Frequent Subgraph Mining: An introduction

Frequent Subgraph Mining (FSM for short) is one of the central areas of graph mining. It has equivalences to Frequent Pattern Mining, which is a part of Data Mining. Just like the Frequent Pattern Mining, the goal of FSM is to find frequently occurring patterns in the underlying data set and therefore to generate new knowledge. Therefor, FSM can be divided into two different classes depending on the type of data you want to analyze:

Transactional data: The dataset contains a set of smaller graphs. The aim of FSM here is to find frequent subgraphs in this set of graphs.
Large graph data: The dataset includes a single large contiguous graphs. The aim of FSM here ist to find which subgraphs (ore patterns) are often found in this graph.

In the following, however, we will concentrate only on large graph data, as a consideration of both scenarios would go beyond the scope of this post. However, the basic structure of FSM algorithms is usually based on the same three steps, which are an integral part of FSM:

Candidate generation: The algorithm has to generate candidates (subgraphs of the input graph), which serves as a basis for the second step.
Isomorphism: At this step the algorithm has to check wether a candidate is a valid subgraph of the given input graph or not.
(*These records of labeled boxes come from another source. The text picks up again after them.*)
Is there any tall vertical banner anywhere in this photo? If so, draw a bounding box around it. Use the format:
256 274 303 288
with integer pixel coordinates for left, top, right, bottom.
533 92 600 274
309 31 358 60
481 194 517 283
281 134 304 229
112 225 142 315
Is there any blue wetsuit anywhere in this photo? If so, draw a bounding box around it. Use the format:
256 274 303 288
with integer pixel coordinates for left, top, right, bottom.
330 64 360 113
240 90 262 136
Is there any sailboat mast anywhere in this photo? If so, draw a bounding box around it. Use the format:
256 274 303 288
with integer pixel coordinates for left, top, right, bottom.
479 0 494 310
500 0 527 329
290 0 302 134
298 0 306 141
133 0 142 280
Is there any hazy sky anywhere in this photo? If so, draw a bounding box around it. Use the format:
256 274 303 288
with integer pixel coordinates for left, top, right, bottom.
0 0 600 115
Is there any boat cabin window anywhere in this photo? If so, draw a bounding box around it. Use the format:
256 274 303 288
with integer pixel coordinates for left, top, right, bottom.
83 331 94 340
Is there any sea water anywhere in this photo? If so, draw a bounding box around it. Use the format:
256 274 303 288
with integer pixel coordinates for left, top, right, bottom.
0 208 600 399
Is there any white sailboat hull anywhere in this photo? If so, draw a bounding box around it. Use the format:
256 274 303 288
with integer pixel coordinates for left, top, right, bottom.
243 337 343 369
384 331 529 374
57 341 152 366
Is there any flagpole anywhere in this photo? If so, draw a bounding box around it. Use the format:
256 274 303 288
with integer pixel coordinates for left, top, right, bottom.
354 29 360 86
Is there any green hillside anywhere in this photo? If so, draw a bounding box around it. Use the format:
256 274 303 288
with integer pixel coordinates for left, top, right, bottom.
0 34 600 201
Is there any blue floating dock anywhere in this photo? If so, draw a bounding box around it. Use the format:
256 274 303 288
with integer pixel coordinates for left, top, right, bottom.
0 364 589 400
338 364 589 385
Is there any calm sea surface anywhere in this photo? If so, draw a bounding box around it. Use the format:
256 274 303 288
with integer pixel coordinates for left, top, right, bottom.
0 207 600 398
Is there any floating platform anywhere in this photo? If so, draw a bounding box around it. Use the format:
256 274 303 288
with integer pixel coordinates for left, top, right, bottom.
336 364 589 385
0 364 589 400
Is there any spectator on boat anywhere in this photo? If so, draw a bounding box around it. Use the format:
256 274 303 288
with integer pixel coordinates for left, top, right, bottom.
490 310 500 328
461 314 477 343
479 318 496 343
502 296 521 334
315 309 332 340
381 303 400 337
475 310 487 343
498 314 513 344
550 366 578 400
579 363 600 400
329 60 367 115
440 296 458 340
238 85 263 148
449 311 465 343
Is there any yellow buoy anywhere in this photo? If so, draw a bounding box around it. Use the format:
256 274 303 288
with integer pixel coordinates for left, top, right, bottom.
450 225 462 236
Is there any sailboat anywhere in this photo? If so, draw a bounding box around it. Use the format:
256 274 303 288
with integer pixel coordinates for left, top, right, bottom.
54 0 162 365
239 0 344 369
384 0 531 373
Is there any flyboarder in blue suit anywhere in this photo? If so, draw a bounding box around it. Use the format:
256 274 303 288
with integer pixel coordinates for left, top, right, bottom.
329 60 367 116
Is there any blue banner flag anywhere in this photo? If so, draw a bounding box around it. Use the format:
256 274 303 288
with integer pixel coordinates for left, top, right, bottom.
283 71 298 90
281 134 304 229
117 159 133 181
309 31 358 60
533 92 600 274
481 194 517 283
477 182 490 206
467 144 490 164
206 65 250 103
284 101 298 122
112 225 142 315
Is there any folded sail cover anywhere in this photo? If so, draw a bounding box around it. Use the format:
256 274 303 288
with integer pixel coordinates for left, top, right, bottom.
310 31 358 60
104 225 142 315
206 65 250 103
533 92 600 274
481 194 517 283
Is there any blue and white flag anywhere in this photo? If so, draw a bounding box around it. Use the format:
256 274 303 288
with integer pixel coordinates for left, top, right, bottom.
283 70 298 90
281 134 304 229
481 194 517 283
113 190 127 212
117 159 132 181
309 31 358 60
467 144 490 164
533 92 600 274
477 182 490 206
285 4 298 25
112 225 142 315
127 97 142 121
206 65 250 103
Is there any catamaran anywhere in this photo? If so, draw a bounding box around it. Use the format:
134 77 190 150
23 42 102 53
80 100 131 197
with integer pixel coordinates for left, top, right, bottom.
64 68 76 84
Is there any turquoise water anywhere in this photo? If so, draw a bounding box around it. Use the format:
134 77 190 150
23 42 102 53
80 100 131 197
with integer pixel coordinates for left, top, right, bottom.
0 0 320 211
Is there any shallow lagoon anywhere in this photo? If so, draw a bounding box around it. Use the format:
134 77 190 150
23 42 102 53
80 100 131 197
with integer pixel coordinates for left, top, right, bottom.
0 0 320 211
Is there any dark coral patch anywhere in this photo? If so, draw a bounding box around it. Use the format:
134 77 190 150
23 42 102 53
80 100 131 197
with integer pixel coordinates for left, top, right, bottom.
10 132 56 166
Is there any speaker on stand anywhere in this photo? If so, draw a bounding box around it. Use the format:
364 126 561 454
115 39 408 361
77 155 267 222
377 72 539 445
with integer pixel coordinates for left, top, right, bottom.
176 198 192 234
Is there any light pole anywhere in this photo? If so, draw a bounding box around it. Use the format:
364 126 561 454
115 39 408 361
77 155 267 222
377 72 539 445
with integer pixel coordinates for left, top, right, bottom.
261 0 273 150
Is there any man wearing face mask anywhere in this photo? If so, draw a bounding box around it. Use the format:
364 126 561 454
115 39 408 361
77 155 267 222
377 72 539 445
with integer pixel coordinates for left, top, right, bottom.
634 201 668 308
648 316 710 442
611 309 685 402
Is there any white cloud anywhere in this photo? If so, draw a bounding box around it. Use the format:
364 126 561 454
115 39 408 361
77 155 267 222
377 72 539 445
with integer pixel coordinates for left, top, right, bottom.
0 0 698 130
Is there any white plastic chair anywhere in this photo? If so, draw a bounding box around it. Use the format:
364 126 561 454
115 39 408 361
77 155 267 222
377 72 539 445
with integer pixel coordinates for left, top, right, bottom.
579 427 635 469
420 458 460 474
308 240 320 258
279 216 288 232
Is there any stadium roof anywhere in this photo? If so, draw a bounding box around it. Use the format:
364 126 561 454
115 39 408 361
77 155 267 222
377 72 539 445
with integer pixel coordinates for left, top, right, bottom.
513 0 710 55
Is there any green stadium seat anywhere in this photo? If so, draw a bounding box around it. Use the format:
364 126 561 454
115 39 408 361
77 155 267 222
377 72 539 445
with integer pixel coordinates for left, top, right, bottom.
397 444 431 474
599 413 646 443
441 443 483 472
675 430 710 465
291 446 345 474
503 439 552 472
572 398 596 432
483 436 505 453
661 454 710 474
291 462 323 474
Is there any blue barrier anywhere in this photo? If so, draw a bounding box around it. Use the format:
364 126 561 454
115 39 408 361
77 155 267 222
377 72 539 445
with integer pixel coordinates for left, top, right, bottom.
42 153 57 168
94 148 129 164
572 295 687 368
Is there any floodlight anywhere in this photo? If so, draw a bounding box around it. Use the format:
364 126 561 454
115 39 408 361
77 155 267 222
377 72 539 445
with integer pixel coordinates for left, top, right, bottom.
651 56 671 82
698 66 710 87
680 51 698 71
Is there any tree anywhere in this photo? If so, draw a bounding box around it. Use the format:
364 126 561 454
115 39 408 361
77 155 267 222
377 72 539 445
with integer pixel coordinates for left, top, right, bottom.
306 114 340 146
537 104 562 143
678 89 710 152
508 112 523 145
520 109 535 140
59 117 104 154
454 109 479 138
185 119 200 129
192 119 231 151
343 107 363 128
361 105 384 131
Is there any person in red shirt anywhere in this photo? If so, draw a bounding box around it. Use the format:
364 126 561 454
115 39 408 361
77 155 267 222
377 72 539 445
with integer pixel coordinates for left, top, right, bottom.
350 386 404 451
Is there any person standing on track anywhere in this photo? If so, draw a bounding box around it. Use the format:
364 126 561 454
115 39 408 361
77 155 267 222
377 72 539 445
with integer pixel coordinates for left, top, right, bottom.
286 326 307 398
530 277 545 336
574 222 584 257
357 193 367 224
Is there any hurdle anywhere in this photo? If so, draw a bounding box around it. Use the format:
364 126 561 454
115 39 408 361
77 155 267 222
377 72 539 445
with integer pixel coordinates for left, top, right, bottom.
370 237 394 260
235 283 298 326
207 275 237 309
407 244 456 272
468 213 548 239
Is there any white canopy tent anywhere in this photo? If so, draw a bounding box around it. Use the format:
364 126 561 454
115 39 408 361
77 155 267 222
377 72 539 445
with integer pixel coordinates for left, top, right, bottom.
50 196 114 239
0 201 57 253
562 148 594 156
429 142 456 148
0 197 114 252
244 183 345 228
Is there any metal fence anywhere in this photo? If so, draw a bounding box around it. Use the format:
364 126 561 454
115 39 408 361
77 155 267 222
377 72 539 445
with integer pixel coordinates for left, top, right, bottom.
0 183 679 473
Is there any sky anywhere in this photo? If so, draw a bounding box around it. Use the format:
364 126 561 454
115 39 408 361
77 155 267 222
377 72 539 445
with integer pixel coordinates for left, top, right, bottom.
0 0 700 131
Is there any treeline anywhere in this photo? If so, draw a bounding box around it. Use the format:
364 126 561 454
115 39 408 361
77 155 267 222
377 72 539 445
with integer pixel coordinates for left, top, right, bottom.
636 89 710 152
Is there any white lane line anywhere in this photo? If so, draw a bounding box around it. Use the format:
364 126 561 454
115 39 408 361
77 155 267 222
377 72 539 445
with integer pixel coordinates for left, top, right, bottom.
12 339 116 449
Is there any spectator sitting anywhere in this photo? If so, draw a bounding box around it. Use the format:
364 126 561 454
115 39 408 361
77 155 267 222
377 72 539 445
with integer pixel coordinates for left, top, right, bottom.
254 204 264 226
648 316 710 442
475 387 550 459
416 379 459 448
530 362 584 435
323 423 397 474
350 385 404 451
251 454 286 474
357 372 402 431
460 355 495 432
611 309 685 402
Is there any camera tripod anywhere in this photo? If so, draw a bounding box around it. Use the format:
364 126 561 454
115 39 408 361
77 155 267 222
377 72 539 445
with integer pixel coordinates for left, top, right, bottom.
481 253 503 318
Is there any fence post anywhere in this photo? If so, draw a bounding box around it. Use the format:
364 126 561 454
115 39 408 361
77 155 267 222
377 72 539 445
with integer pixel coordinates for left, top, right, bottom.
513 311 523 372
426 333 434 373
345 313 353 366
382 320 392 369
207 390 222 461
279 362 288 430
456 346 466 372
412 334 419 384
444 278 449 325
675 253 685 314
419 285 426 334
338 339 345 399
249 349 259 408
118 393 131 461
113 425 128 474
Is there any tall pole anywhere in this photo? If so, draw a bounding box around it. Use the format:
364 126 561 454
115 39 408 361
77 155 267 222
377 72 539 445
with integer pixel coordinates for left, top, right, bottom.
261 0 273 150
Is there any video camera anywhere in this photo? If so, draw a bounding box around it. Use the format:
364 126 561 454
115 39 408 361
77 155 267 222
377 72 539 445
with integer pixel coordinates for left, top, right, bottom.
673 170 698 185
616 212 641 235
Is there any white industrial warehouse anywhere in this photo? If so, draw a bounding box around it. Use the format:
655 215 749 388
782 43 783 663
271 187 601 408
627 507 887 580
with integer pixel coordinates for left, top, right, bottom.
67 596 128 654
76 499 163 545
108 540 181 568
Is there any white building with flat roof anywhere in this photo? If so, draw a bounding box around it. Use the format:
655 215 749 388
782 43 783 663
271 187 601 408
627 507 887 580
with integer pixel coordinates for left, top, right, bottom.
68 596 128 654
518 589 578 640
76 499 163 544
This problem is really hard to compute, as we will see later.
Significance computing: The last step then consists of the computation of the number of occurrences in the input graph, to evaluate if a candidate is frequent or not.

Because these steps are connected with several problem, the following sections will consider information about them. But before we go any deeper into the individual steps of the FSM, we must first define what is meant by graphs:

Definition 1 (Directed labeled graph)
Let $ G=(V, E, l) $ be a directed labeled graph with a set of nodes $ V $, a set of edges $ E\subseteq V \times V $ and a function $ l: V \cup E \to L $. An edge $ e = (u,v) $ consists of two nodes $ u,v \in V $, with $ u $ as the source and $ v $ as the target of the respective edge. The labeling function $ l $ assigns the nodes and edges to the attributes of the set $ L $.

This means in fact, that the edges and nodes of a graph can have labels, which serve as attributes for the repsective node or edge.

1. Candidate generation

Candidate generation is a fundamental part of any FSM algorithm. It’s not explicitly specified which patterns or which subgraphs are to be searched for. Instead, the algorithm should generate subgraphs independently and then checks whether these subgraphs occur frequently in the given data set. For this purpose, we first define what is meant by a subgraph:

Definition 2 (Subgraph)
Given a directed labeled graph $G = (V, E, l)$. A graph $G_s = (V_s, E_s, l_s)$ is called a subgraph of $G$ if and only if (i)$V_s \subseteq V \land \forall v \in V_s: l_s(v) = l(v)$; (ii)$E_s \subseteq E \land \forall (u,v) \in E_s: l_s(u,v) = l(u,v)$.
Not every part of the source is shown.